Seawater samples were collected in 1-L glass bottles 3 times each day (0830, 1200, and 1600 hr) from the surf zone adjacent to each air sampler location to provide an indication of changes in cell counts and toxin composition throughout each day. A 20-mL subsample was collected from each bottle and fixed with Utermohl's solution for microscopic identification and enumeration of K. brevis cells. The remaining water sample was processed for brevetoxin analysis by liquid chromatography-electrospray ionization mass spectrometry (LC-MS) and for verification by enzyme-linked immunosorbent assay (ELISA).
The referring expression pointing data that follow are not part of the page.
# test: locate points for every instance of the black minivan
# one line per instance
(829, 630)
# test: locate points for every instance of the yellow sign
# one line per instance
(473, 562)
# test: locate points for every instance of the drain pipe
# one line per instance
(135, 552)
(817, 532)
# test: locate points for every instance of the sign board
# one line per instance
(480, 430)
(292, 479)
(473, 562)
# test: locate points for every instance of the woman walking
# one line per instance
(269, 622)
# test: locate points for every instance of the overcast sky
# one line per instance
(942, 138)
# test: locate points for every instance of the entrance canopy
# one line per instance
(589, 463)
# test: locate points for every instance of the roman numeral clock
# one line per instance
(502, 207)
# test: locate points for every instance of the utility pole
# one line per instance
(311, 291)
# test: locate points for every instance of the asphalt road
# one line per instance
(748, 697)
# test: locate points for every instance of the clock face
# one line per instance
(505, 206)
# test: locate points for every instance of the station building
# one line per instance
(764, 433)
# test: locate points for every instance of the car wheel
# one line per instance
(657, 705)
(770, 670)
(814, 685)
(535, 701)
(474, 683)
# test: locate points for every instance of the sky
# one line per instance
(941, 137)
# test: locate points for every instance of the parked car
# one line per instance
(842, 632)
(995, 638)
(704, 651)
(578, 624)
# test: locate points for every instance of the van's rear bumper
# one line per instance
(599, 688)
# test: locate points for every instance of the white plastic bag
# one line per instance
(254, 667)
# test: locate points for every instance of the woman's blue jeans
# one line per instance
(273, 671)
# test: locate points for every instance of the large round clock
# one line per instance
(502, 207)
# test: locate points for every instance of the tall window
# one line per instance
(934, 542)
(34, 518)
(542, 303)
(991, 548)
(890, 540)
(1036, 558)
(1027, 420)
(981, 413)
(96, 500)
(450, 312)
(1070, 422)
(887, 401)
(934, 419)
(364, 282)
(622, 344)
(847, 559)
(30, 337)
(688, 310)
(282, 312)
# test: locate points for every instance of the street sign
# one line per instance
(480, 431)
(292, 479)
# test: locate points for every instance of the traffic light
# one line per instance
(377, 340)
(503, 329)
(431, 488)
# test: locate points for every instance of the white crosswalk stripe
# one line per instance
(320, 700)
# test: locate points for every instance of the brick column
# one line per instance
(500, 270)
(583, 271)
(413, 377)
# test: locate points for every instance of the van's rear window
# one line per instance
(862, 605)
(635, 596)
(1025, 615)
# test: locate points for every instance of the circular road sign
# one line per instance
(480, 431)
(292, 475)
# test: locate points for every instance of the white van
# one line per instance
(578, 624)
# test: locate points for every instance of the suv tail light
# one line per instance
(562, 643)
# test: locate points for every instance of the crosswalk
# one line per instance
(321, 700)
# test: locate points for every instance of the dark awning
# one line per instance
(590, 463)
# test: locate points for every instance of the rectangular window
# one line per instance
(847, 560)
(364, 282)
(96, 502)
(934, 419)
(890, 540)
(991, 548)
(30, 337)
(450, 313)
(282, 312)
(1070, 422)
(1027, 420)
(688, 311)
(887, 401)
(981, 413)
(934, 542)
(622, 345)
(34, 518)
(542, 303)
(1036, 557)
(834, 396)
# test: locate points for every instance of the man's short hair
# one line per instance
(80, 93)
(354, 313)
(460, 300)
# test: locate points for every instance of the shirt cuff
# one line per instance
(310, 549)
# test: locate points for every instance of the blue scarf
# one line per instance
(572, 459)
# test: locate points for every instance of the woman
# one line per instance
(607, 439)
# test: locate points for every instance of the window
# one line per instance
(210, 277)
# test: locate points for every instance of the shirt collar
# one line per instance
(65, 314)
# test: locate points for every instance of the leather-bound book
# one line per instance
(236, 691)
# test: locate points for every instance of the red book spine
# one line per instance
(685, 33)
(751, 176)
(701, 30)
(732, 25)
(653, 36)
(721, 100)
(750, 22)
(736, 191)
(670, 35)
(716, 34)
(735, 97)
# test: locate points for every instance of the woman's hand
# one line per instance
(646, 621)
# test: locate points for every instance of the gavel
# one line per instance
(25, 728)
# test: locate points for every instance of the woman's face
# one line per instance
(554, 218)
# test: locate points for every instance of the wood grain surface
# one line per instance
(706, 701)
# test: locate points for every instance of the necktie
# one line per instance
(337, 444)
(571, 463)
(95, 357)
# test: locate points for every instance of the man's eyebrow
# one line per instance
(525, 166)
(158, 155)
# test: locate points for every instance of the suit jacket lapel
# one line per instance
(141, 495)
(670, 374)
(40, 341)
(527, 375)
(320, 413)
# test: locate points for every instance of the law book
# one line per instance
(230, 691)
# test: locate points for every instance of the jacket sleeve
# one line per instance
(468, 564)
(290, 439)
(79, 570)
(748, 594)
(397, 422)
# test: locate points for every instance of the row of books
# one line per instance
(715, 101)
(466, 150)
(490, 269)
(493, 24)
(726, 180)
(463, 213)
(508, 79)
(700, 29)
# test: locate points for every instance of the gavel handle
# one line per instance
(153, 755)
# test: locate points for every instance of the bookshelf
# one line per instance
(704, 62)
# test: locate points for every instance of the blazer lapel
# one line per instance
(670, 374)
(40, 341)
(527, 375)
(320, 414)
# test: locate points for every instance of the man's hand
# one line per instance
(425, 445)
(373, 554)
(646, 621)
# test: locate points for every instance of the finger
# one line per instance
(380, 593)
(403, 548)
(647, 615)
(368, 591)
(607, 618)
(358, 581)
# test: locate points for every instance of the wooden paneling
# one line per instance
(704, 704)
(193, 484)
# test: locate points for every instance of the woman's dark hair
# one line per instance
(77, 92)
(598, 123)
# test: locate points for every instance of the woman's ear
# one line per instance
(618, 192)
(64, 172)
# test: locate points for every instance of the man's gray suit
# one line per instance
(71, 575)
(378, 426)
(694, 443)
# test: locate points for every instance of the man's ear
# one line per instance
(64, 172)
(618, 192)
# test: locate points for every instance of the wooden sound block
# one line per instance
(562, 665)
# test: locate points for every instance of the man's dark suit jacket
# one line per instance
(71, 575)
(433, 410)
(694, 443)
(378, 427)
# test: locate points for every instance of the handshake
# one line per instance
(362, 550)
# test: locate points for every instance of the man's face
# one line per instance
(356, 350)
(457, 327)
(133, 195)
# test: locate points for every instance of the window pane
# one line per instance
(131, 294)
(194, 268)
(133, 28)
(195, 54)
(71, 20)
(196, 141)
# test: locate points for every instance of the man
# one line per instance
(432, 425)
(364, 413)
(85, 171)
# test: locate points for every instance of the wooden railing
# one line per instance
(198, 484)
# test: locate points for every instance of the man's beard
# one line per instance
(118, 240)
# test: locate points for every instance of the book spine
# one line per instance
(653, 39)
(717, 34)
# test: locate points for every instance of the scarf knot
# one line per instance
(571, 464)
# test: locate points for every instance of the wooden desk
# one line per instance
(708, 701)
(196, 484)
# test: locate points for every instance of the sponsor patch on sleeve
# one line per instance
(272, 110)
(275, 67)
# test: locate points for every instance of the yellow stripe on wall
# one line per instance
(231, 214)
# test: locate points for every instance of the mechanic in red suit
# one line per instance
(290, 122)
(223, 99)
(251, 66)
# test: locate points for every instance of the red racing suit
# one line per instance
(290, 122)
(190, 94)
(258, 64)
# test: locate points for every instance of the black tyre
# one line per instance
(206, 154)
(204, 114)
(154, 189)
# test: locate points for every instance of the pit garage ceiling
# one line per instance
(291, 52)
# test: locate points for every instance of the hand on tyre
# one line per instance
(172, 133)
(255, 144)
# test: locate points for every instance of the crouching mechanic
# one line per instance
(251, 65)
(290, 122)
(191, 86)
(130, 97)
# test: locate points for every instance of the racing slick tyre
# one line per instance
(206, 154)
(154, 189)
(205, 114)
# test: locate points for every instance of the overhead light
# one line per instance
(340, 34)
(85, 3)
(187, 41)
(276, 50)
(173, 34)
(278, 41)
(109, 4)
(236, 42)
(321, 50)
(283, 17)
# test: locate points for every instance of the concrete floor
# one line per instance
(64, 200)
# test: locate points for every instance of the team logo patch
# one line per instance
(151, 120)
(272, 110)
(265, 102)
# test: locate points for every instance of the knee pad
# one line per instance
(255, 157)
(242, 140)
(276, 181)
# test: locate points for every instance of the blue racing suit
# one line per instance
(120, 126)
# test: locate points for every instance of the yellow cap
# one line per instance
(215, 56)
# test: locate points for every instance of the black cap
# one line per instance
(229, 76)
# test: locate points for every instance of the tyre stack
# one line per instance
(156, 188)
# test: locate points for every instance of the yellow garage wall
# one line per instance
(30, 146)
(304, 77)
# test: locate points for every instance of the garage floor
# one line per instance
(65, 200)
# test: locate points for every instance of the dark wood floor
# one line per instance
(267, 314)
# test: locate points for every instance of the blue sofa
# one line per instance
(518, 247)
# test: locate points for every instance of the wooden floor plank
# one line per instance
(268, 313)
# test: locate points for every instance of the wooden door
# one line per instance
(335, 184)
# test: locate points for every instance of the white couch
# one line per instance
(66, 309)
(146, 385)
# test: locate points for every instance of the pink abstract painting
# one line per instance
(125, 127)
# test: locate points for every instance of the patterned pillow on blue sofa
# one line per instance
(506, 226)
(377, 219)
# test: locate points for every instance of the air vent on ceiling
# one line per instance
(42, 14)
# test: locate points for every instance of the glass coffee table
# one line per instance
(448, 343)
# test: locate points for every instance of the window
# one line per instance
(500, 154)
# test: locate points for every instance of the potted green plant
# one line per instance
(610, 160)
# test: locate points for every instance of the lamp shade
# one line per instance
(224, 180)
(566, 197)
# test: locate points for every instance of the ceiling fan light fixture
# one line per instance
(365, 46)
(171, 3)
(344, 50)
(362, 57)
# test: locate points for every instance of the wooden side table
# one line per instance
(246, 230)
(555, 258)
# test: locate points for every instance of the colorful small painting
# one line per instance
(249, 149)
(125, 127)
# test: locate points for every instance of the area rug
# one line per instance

Personal exposure. Personal exposure was measured by the occupational study participants who wore a personal sampler (IOM inhalable dust sampler; SKC, Inc., Eighty Four, PA) connected to a battery-operated pump (Hi Flow Sampler; Gillian Instrument, Wayne, NJ). The sampler was placed at the lapel near the breathing zone. A 25-mm glass fiber filter (type A/E; Pall Life Science, Ann Arbor, MI) was used as the collection substrate. The sampling flow rate was 2-L/min controlled by a rotameter in the sampling pump.
Monitoring of weather conditions. A portable, solar-powered weather station was deployed at Siesta Beach near the impactor sampler to provide wind speed and direction, temperature, and relative humidity (Complete Weather Station; Davis Instruments, Hayward, CA). It continued to monitor weather conditions during the sampling period, and the data were downloaded daily. The wind direction measured at Siesta Beach included 16 quadrants. We assigned arbitrary values for onshore wind (1 for W, WSW, SW, SSW, and S), offshore wind (0 for ESE, E, ENE, NE, NNE, and N), and partially onshore wind (0.5 for SSE and WNW, 0.3 for NW, 0.1 for NNW and SE). The daily average of the direction was then the mean value averaged over the sampling period; the standard deviation was a measure of the variability in wind direction measurement. The mean wind direction can also be viewed as the fraction of time the wind direction was onshore.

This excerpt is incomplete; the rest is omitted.